Mais oui qui est BoB ? Alors je vous rassure il ne s’agit pas du prénom du crush américain de mes 17 ans, rencontrée sur une plage californienne où on fumait plus de la weed qu’on ne faisait du surf. Non, non, BoB n’est pas une personne mais un système de jeu de rôle dont BoB est l’acronyme de Belonging Outside Belonging.
OK, avec ça on n’est pas forcément plus avancé. Avant de parler plus en détail du BoB, je vais me permettre un petit détour.
Beaucoup de systèmes de jeux de rôle traditionnels fonctionnent avec la création de personnages qui disposent de caractéristiques (comme dans Donjons & Dragons) ou de compétences (dans L’Appel de Cthulhu), et c’est au moyen de jets de dés que l’on va résoudre les actions entreprises par les joueuses. Bien sûr, on ne résout pas TOUTES les actions par un jet de dés mais les actions dont la réussite présente une incertitude.
Dans une volonté de rendre les aventures vécues par les joueuses plus narratives, d’autres systèmes sont apparus et notamment en 2010 le PBTA (Powered By The Apocalypse) issu du jeu de rôle Apocalypse de D. Vincent Baker : dans ce système, on trouve toujours des dés et une meneuse (appelées MC), mais celle-ci a un agenda (un agenda désigne des enjeux que la MC va proposer aux joueuses pour faire avancer l’histoire). Les joueuses incarnent des personnages définis selon des archétypes et disposent d’attributs mais aussi d’actions spécifiques, appelées Move, qui sont en fait des règles de jeu spécifiques qui se déclenchent par la fiction créée par les joueuses.
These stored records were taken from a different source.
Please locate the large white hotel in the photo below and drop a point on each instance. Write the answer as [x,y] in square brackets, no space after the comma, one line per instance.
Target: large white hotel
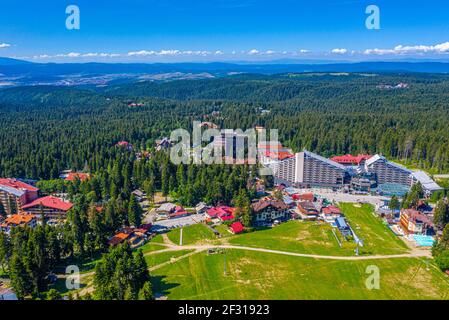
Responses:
[306,169]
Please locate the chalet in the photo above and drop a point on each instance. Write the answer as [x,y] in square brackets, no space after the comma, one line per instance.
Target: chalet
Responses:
[236,228]
[414,222]
[72,176]
[223,213]
[304,197]
[163,144]
[267,211]
[18,220]
[51,207]
[15,193]
[134,236]
[307,210]
[201,208]
[118,239]
[208,125]
[343,226]
[166,209]
[330,213]
[179,212]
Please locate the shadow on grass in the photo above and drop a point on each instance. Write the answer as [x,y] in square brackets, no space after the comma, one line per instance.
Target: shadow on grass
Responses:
[61,287]
[161,287]
[84,264]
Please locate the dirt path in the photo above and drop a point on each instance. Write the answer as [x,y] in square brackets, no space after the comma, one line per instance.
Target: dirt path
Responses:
[171,247]
[414,254]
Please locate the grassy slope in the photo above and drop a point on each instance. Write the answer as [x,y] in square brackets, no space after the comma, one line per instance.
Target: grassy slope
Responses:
[313,238]
[252,275]
[192,234]
[377,237]
[158,258]
[296,236]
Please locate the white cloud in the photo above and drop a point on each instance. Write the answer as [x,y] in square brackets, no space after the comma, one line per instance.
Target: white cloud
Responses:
[339,51]
[253,52]
[141,53]
[417,49]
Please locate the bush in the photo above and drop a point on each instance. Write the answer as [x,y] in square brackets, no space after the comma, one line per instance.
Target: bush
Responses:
[442,260]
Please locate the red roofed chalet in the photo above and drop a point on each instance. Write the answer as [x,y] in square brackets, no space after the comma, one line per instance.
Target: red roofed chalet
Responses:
[52,207]
[18,191]
[236,227]
[223,213]
[72,176]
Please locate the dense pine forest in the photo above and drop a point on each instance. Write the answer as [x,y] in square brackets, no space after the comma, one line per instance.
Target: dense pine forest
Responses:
[48,129]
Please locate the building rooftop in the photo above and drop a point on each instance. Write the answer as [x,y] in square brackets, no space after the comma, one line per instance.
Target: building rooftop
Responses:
[50,202]
[262,204]
[325,160]
[16,184]
[426,181]
[350,159]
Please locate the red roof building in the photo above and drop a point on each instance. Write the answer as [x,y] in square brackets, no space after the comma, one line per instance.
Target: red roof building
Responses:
[118,238]
[223,213]
[331,211]
[178,213]
[351,160]
[72,176]
[18,220]
[50,206]
[17,192]
[304,197]
[236,227]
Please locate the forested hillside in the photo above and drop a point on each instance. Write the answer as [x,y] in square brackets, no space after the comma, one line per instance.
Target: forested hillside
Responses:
[46,129]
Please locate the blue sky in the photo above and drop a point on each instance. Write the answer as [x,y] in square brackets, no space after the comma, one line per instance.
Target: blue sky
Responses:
[224,30]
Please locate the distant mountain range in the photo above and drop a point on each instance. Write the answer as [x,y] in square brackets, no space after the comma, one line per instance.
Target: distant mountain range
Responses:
[18,72]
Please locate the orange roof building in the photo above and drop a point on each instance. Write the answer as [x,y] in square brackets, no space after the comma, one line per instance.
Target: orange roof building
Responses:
[72,176]
[51,207]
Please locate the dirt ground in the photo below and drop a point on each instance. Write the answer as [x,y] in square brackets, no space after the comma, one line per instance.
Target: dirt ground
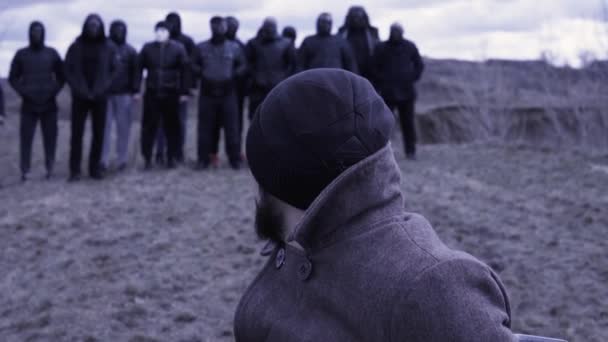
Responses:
[165,255]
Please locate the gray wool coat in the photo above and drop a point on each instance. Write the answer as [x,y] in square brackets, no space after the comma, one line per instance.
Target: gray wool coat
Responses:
[371,272]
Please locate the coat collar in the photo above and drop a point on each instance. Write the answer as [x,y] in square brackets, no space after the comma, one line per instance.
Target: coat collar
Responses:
[364,194]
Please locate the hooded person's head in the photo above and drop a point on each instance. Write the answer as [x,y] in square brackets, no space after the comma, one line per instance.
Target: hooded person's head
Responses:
[396,33]
[324,24]
[232,24]
[93,29]
[36,35]
[357,18]
[218,29]
[309,130]
[118,32]
[290,33]
[174,22]
[269,30]
[161,32]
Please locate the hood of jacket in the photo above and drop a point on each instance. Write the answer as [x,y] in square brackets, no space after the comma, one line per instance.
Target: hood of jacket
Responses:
[364,194]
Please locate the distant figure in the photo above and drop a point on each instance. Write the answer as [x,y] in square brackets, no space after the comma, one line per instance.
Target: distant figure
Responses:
[290,33]
[397,66]
[167,85]
[271,59]
[219,63]
[124,88]
[324,50]
[362,38]
[174,22]
[346,262]
[2,107]
[241,90]
[90,66]
[37,75]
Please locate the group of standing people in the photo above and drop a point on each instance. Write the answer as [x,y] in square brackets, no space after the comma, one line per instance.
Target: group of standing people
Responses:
[105,76]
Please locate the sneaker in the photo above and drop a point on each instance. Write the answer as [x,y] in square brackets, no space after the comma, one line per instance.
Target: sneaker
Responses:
[160,159]
[235,165]
[215,160]
[201,165]
[75,177]
[98,175]
[171,164]
[148,165]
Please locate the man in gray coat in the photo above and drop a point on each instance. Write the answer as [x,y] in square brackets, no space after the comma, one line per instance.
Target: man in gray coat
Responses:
[348,263]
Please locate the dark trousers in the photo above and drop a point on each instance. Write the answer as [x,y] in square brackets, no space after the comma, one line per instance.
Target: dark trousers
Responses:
[160,110]
[161,141]
[255,100]
[407,118]
[80,110]
[222,111]
[241,105]
[48,125]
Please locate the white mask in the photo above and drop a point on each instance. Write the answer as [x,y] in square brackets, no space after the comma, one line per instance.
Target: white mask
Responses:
[162,35]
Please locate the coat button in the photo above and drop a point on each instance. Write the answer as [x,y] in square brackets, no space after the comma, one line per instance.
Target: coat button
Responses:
[280,258]
[305,270]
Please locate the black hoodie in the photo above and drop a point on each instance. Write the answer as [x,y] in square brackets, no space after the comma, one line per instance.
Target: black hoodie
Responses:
[126,81]
[188,44]
[37,75]
[362,42]
[91,64]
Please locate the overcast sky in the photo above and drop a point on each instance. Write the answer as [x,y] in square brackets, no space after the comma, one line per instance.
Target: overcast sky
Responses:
[463,29]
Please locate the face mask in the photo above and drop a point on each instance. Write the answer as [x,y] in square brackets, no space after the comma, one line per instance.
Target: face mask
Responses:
[162,35]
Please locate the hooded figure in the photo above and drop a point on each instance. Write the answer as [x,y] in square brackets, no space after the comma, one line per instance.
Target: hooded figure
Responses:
[91,67]
[124,87]
[397,67]
[37,76]
[271,59]
[231,34]
[362,38]
[167,67]
[348,263]
[220,64]
[290,33]
[324,50]
[174,24]
[2,110]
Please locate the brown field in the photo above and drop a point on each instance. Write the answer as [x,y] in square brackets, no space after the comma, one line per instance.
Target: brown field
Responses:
[514,170]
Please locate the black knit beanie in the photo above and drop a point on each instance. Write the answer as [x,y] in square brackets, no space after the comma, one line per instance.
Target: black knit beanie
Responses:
[311,128]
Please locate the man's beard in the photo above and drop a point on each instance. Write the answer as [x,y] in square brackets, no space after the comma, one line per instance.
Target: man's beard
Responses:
[269,221]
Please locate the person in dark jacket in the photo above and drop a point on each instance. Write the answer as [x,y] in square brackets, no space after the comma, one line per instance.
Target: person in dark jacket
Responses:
[2,109]
[271,59]
[37,75]
[123,90]
[174,23]
[362,38]
[324,50]
[167,85]
[290,33]
[347,263]
[397,66]
[231,34]
[90,67]
[219,63]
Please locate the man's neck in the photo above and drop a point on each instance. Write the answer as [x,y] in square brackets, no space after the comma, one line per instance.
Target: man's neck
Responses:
[292,217]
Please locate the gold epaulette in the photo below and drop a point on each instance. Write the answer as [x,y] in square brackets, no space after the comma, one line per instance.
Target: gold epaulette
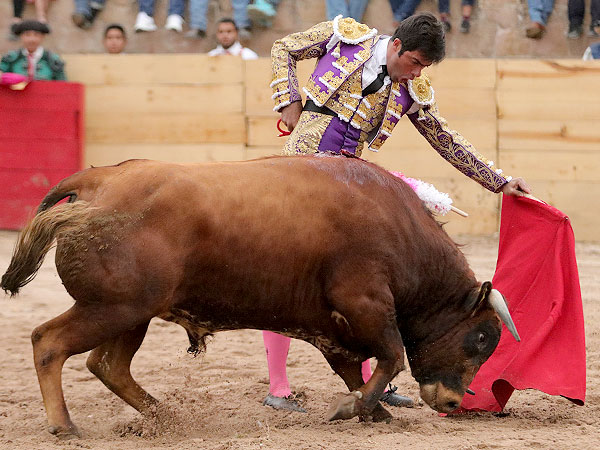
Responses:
[350,31]
[421,91]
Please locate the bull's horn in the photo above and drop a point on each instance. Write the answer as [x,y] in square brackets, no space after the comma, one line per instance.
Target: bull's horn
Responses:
[497,302]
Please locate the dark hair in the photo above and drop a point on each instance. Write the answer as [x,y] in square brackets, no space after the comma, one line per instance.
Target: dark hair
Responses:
[422,32]
[228,20]
[115,26]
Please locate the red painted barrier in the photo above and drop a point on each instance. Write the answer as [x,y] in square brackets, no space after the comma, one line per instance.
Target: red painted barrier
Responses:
[41,142]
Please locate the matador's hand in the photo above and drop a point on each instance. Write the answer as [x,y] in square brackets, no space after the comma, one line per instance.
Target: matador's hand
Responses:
[516,186]
[290,115]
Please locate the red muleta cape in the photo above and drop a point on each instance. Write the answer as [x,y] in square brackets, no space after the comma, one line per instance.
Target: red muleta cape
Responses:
[537,273]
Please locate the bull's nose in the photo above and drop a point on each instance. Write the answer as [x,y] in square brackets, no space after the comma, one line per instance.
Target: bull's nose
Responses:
[452,405]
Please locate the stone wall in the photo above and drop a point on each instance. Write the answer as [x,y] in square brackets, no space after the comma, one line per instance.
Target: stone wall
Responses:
[497,30]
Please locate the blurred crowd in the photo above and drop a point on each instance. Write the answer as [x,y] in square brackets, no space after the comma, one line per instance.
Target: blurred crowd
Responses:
[34,61]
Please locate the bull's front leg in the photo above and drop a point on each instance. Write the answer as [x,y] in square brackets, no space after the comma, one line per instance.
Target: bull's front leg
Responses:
[363,400]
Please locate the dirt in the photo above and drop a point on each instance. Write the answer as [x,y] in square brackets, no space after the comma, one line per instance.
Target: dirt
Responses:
[214,401]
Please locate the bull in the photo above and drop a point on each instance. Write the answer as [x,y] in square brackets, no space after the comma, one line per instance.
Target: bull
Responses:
[334,251]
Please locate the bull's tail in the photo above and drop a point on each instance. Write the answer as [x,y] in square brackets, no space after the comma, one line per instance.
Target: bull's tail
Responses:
[38,237]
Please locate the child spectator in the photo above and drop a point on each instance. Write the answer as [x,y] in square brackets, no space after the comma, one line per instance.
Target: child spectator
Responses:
[33,60]
[539,12]
[86,11]
[592,52]
[576,10]
[262,12]
[115,39]
[227,38]
[198,9]
[145,18]
[347,8]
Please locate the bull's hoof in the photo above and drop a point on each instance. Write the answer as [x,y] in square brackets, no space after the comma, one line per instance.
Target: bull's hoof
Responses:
[380,414]
[65,433]
[285,403]
[345,407]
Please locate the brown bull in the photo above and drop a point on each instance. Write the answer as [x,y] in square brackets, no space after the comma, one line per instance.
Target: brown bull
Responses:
[330,250]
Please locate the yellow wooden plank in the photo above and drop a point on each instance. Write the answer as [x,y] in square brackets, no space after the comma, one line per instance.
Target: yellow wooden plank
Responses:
[161,128]
[107,154]
[121,99]
[578,200]
[560,166]
[549,135]
[154,69]
[260,152]
[473,73]
[548,75]
[544,105]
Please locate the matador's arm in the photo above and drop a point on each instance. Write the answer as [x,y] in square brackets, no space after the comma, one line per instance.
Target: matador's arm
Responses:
[284,54]
[456,149]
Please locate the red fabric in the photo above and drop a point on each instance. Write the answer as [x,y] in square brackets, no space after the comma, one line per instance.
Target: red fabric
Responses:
[537,273]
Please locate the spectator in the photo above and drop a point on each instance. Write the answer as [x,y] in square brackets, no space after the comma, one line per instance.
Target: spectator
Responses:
[539,12]
[33,60]
[86,11]
[576,10]
[262,12]
[18,6]
[403,9]
[227,38]
[145,18]
[347,8]
[467,9]
[592,52]
[198,9]
[115,39]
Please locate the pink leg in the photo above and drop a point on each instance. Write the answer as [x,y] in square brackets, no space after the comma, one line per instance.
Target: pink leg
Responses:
[365,369]
[277,347]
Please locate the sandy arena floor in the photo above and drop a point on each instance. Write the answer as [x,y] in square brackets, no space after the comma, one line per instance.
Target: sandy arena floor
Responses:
[216,398]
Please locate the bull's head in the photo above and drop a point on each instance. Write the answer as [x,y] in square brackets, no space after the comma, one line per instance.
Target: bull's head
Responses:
[444,364]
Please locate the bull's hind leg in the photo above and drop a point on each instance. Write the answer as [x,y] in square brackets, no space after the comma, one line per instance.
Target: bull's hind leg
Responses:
[111,363]
[76,331]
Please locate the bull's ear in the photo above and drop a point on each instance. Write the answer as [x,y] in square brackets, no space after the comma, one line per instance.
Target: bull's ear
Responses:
[478,297]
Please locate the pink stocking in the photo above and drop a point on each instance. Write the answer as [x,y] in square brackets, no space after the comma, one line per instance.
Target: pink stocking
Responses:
[365,369]
[277,347]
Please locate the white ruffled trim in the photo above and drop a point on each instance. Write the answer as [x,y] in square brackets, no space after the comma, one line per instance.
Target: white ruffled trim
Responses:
[361,114]
[416,99]
[344,118]
[309,95]
[280,80]
[341,37]
[350,107]
[394,114]
[340,68]
[414,108]
[280,93]
[326,84]
[281,105]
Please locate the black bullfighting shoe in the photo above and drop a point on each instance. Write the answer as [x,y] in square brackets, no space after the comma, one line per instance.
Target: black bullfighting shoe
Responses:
[286,403]
[391,398]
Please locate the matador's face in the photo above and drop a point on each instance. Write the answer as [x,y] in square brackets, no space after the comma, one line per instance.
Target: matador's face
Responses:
[406,66]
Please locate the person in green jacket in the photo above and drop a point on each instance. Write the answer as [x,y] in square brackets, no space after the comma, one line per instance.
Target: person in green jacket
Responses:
[33,60]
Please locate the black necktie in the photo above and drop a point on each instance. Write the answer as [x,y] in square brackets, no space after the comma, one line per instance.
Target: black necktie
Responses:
[376,85]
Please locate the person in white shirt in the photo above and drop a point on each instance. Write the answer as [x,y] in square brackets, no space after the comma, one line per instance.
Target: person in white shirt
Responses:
[227,38]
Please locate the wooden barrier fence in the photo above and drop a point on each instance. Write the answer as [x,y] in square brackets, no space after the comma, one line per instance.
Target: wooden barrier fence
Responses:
[537,119]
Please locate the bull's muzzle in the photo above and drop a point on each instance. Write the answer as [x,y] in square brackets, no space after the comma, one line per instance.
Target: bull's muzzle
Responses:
[440,398]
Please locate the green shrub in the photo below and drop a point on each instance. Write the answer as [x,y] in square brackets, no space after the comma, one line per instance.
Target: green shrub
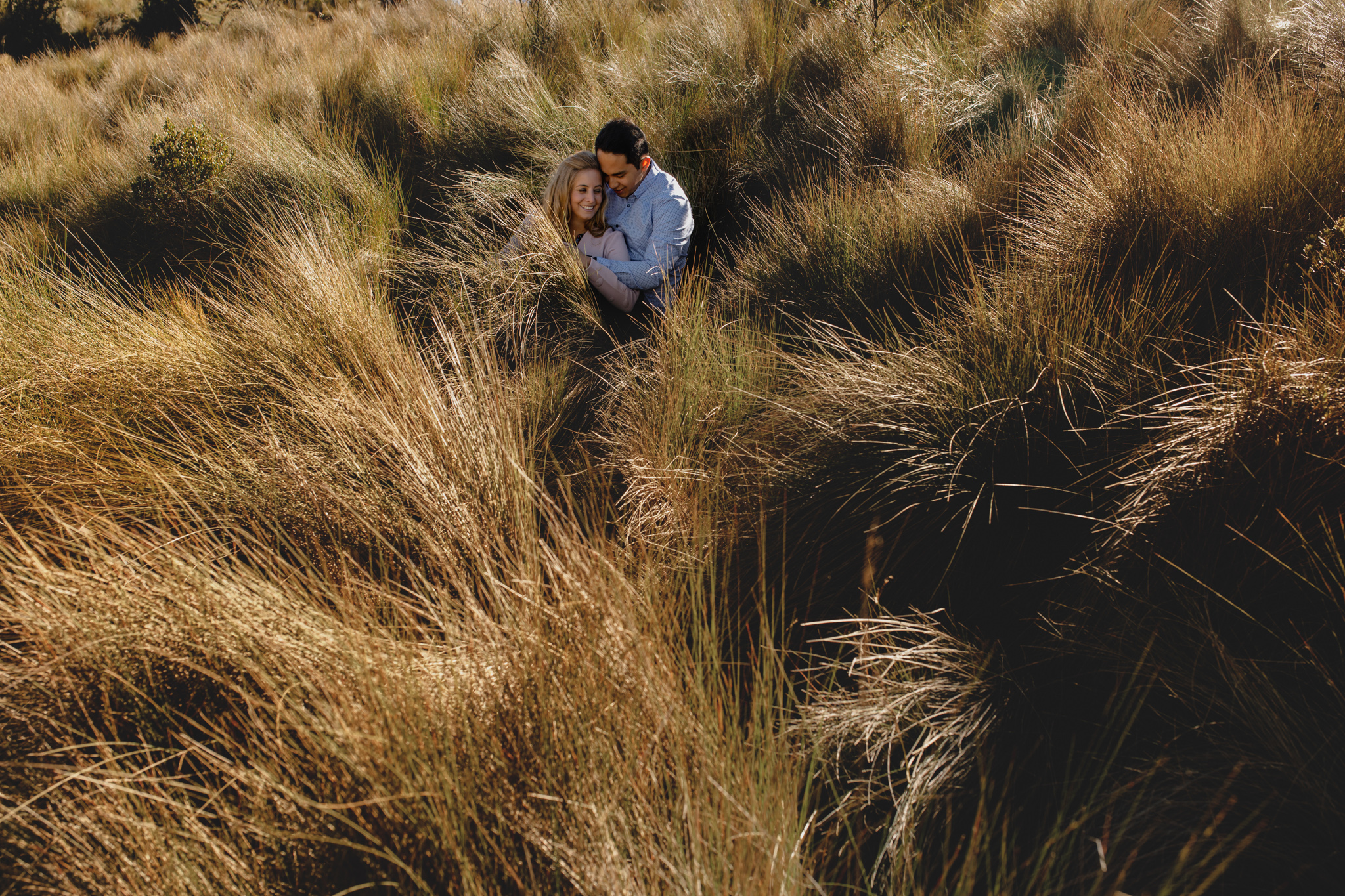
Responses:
[1325,255]
[30,26]
[186,172]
Par exemple, si l’on a le Move Do something under fire, on roulera le dé 10 en ajoutant le bonus procuré par l’attribut adéquat (ici Cool, la capacité à rester calme). Et selon le niveau du résultat obtenu, la narration en sera influencée (toujours pour l’exemple : à 10 ou plus c’est une réussite, entre 7 et 9, le personnage hésite, recule et le MC peut lui offrir une autre solution, en deça c’est un échec).
Par ailleurs, l’univers dans lequel les joueuses évolueront est construit en collaboration avec la Meneuse lors d’une séance préliminaire en se basant non pas sur un univers préétabli complètement construit ou un scénario préécrit mais sur des directives générales, prenant en compte les attentes des joueuses. La MC est là pour cadrer les différentes scènes et relancer la fiction en se plaçant au service des joueuses, pour faire briller leurs personnages. Et ce sont les joueuses qui construisent l’histoire. En cela, le PBTA s’inscrit dans les jeux de rôle dans lesquels le contrat social préalable revêt énormément d’importance.
L’idée était donc de rendre plus roleplay, plus narrative, la résolution des actions. Beaucoup de jeux de rôle ont repris ce système, plus ou moins devenu mainstream. Parmi ces jeux, on trouve un jeu un peu plus à part créé par une autrice fascinante, Avery Alder. Et on verra un peu plus tard dans cette chronique que c’est cette même Avery Alder qui a créé le système BoB. Avery Alder a designé en 2012 un jeu propulsé par l’Apocalypse (reprenant donc le système PBTA) : Monsterhearts. Au passage, précisons que la v2 de ce jeu, qui actuellement n’est disponible qu’en anglais, a été proposée récemment en financement participatif par Lapin Marteau.
Monsterhearts puise ses inspirations thématiques dans Buffy contre les vampires, Twilight et d’autres œuvres qui mêlent préoccupations adolescentes et univers surnaturels, la modification du corps, l’éveil à la sexualité, étant des thèmes explorés par le jeu.
Monsterhearts est un jeu résolument revendiqué comme queer par son autrice dans lequel on trouve ses préoccupations en tant que créatrice, au plan mécanique comme au plan thématique. En effet, Avery Alder est résolument militante : elle se définit comme voulant apprendre comment construire des communautés saines, réparer les relations, libérer l’imagination et échapper aux emprises du capitalisme (source : le site de Avery Alder).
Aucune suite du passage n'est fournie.